Tuesday, May 22, 2012

C.Q.C. Basics : The Strategy of Attack

(This post by Wayne Roy - C.Q.C. and I.P. Consultant)
If fighting 'defensively' was the only strategy you applied in combat, then you would be giving control of the confrontation over to your opponent.  Why?  Because they would get to decide when the action started, and what form it would take.

From a Japanese perspective, a more complete strategy is to fight using a fluid mixture of evasion, defence and attack.  And it's that last tactic that I would like to address.

In Japanese sword combat there are three basic attack tactics :
  • Sen Sen no Sen - attack the opponent as they approach
  • Sen no Sen - attack the opponent as they move to attack
  • Go no Sen - attack the opponent just after they attack.

In Japanese, the term 'Sen' means taking the initiative.
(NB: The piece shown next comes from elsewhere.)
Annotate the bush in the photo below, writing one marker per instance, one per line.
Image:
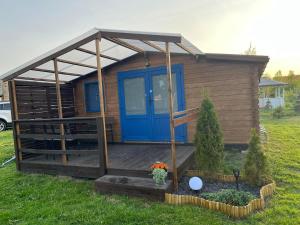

The term 'Go' means after.  Therefore a more precise translation of these tactics would be as follows :
  • Sen Sen no Sen -  take the initiative before the opponent attacks you 
  • Sen no Sen - take the initiative as the opponent attacks you 
  • Go no Sen - take the initiative after the opponent attacks you.

For westerners, the terms Approach, Interception and Completion are much easier to remember, and more effectively explain the 'moments in time' that the Japanese tactics refer to :
  • Approach - take the initiative and attack first 
  • Interception - attack as they step forward to strike you 
  • Completion - evade, and attack immediately after their attack.
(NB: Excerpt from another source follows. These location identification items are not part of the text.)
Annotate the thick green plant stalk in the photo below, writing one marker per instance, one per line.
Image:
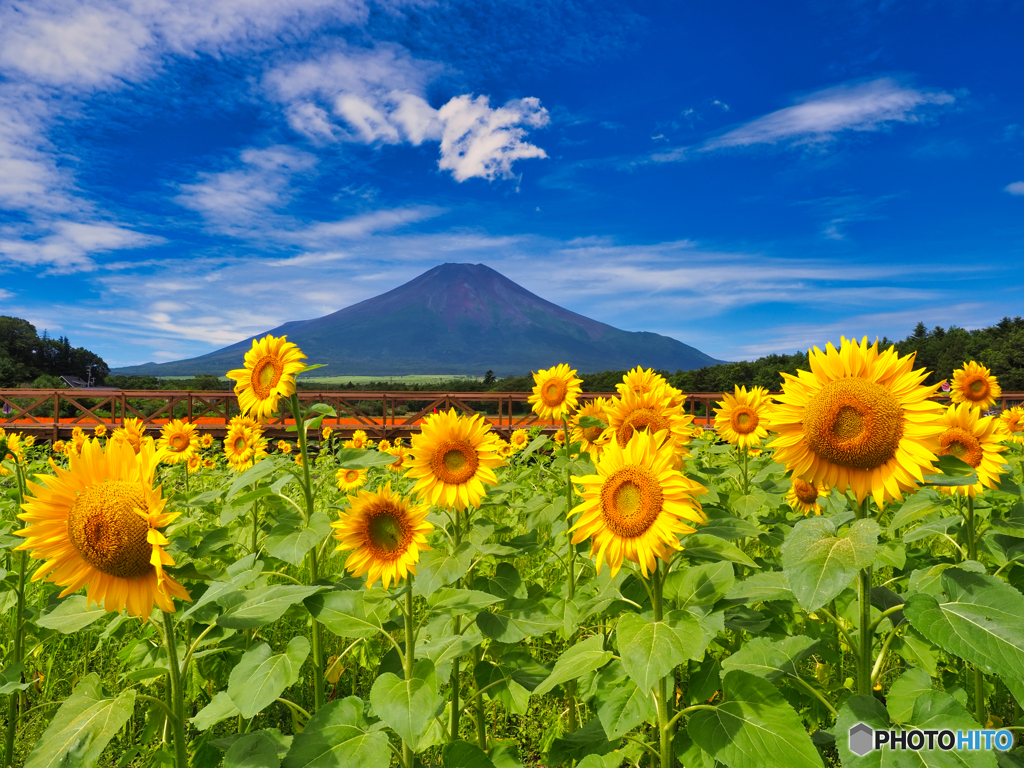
(316, 644)
(865, 633)
(13, 710)
(177, 701)
(979, 678)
The Running Attack :  The running attack is something you've seen in many samurai movies, but probably not fully understood.
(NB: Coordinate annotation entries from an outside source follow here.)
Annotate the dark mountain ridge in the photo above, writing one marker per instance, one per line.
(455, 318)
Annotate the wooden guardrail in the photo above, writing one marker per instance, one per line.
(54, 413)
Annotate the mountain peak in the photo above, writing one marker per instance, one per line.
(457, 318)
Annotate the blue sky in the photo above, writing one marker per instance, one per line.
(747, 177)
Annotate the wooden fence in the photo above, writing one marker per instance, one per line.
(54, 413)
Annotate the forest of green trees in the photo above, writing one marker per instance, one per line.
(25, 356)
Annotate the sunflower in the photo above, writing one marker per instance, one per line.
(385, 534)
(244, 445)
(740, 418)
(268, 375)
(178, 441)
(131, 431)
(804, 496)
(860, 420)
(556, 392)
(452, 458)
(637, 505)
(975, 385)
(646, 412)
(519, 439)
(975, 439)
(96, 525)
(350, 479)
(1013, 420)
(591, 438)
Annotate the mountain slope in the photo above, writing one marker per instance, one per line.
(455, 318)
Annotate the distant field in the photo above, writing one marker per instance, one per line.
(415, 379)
Firstly, it is important to run in short balanced steps that enable you to suddenly change direction, or cut in any direction. 

The concept of running towards your opponent is to psychologically take control of the confrontation... and in response your opponent must react in one of three ways :
  • freeze in fright, and be cut down
  • attack out of panic, and be cut down as you suddenly evade and counter
  • attack out of aggression, and be cut down as you suddenly evade and counter. 

In all of these situations, you are controlling the confrontation by forcing the issue.  It's a matter of being in the midst of chaos, but retaining a balanced state of mind and body.